3

Take the following java code:

public class SomeClass {
  private boolean initialized = false;
  private final List<String> someList; 

  public SomeClass() {
    someList = new ConcurrentLinkedQueue<String>();
  }

  public void doSomeProcessing() {
    // do some stuff...
    // check if the list has been initialized
    if (!initialized) {
      synchronized(this) {
        if (!initialized) {
          // invoke a webservice that takes a lot of time
          final List<String> wsResult = invokeWebService();
          someList.addAll(wsResult);
          initialized = true;
        }
      } 
    }
    // list is initialized        
    for (final String s : someList) {
      // do more stuff...
    }
  }
}

The trick is that doSomeProcessing gets invoked only under certain conditions. Initializing the list is a very expensive procedure and it might not be needed at all.

I have read articles on why the double-check idiom is broken and I was a bit skeptic when I saw this code. However, the control variable in this example is a boolean, so a simple write instruction is needed, as far as I know.

Also, please notice that someList has been declared as final and keeps a reference to a concurrent list, whose writes happen-before reads; if instead of a ConcurrentLinkedQueue the list were a simple ArrayList or LinkedList, even though it has been declared as final, the writes don't require to happen-before the reads.

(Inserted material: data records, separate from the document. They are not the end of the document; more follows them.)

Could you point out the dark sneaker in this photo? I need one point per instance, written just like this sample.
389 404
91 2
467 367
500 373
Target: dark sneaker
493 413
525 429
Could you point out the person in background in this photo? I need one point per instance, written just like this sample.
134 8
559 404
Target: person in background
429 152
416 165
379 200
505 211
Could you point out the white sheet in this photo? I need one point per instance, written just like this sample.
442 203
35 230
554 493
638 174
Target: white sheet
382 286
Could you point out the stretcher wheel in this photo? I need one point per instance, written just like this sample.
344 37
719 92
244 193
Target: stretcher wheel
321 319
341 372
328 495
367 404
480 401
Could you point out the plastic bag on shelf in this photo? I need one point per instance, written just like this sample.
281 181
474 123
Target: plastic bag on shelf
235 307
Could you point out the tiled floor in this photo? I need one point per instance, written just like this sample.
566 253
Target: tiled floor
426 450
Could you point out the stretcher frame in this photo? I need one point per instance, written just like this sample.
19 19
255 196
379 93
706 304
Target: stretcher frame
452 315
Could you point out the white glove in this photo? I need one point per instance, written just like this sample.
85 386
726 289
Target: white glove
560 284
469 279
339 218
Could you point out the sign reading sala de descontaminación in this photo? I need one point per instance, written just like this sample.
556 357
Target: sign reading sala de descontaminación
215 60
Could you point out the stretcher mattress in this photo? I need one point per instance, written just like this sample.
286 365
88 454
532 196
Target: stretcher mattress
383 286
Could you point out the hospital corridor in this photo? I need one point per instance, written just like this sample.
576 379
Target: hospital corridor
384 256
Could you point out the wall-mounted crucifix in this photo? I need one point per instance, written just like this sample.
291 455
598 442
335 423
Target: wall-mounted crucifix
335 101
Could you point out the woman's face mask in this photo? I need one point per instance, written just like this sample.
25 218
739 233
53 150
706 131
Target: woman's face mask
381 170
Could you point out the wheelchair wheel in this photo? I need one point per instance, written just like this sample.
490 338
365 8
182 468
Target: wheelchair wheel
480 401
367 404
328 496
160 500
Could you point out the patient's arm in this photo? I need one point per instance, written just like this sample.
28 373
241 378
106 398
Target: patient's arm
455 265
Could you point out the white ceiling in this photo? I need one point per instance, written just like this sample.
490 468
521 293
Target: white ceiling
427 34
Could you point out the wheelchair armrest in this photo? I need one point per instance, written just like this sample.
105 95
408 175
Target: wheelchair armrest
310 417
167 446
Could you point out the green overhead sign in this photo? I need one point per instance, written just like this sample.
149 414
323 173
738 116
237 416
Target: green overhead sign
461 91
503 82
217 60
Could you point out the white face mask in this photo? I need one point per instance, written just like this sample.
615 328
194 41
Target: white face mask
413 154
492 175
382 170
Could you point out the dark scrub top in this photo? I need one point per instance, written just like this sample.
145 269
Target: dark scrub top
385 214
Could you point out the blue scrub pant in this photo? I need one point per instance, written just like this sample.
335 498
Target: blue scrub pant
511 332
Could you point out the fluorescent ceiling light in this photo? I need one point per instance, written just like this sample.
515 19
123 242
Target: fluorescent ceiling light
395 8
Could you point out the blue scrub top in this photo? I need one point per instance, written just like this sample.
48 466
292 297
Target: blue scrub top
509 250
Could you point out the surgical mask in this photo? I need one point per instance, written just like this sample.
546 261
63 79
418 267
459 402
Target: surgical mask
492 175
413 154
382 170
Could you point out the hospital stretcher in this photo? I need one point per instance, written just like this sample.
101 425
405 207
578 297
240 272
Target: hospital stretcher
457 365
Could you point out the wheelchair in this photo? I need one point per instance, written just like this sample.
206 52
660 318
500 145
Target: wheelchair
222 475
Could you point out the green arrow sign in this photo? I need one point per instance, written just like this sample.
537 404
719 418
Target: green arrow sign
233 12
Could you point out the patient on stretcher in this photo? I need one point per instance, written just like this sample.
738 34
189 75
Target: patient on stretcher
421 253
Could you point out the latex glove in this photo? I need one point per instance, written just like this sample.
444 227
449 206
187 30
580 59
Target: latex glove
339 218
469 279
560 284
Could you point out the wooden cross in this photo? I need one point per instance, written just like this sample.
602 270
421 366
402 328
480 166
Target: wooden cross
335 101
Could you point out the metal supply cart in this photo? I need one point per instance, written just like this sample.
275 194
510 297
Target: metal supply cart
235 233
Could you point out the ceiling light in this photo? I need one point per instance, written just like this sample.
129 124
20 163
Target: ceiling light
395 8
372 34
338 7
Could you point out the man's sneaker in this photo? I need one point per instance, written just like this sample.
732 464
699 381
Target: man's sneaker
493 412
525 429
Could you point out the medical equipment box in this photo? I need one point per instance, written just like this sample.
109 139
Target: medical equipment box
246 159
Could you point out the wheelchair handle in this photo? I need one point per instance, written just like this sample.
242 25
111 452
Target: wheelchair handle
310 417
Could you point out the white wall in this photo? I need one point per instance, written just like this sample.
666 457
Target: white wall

So, is the code given above free of data races?

chahuistle
  • 2,627
  • 22
  • 30
  • I tend to prefer simplest code and by avoiding the synchronized block you may save 2 micro-seconds. However using a ConcurrentLinkedQueue rather than an ArrayList you could lose more than this if the list is even a modest length. Simpler code often runs faster as well. ;) – Peter Lawrey Feb 19 '11 at 17:15
  • 3
    FYI, the double-check idiom was broken in Java versions prior to Java5. Its no longer broken as long as you make your test variable volatile. – KevinS Feb 19 '11 at 17:19
  • possible duplicate of [When is assignment operation atomic in Java?](http://stackoverflow.com/questions/4926681/when-is-assignment-operation-atomic-in-java) (Whether it's a boolean or a reference does not matter.) – meriton Feb 19 '11 at 17:35
  • @meriton: I saw the other question. The `helper = new Helper();` statement could be broken down to several statements (allocating memory, assigning the address of this new allocation to `helper`, then actually running the constructor code), while the `initialized = true;` statement is a simple write... i think... – chahuistle Feb 19 '11 at 18:27
  • Yes, assigning initialized is atomic, just like assigning helper. But adding to the list (just like constructing the Helper instance) is not, and the JVM is permitted to reorder these instructions, i.e. initialized may be assigned before the list has been (fully) appended to, just like helper may be assigned before the constructor of Helper has completed execution, and another thread may therefore use someList (or helper) before that has been fully initialized. – meriton Feb 19 '11 at 18:48

5 Answers5

5

Ok, let's get the Java Language Specification. Section 17.4.5 defines happens-before as follows:

Two actions can be ordered by a happens-before relationship. If one action happens-before another, then the first is visible to and ordered before the second. If we have two actions x and y, we write hb(x, y) to indicate that x happens-before y.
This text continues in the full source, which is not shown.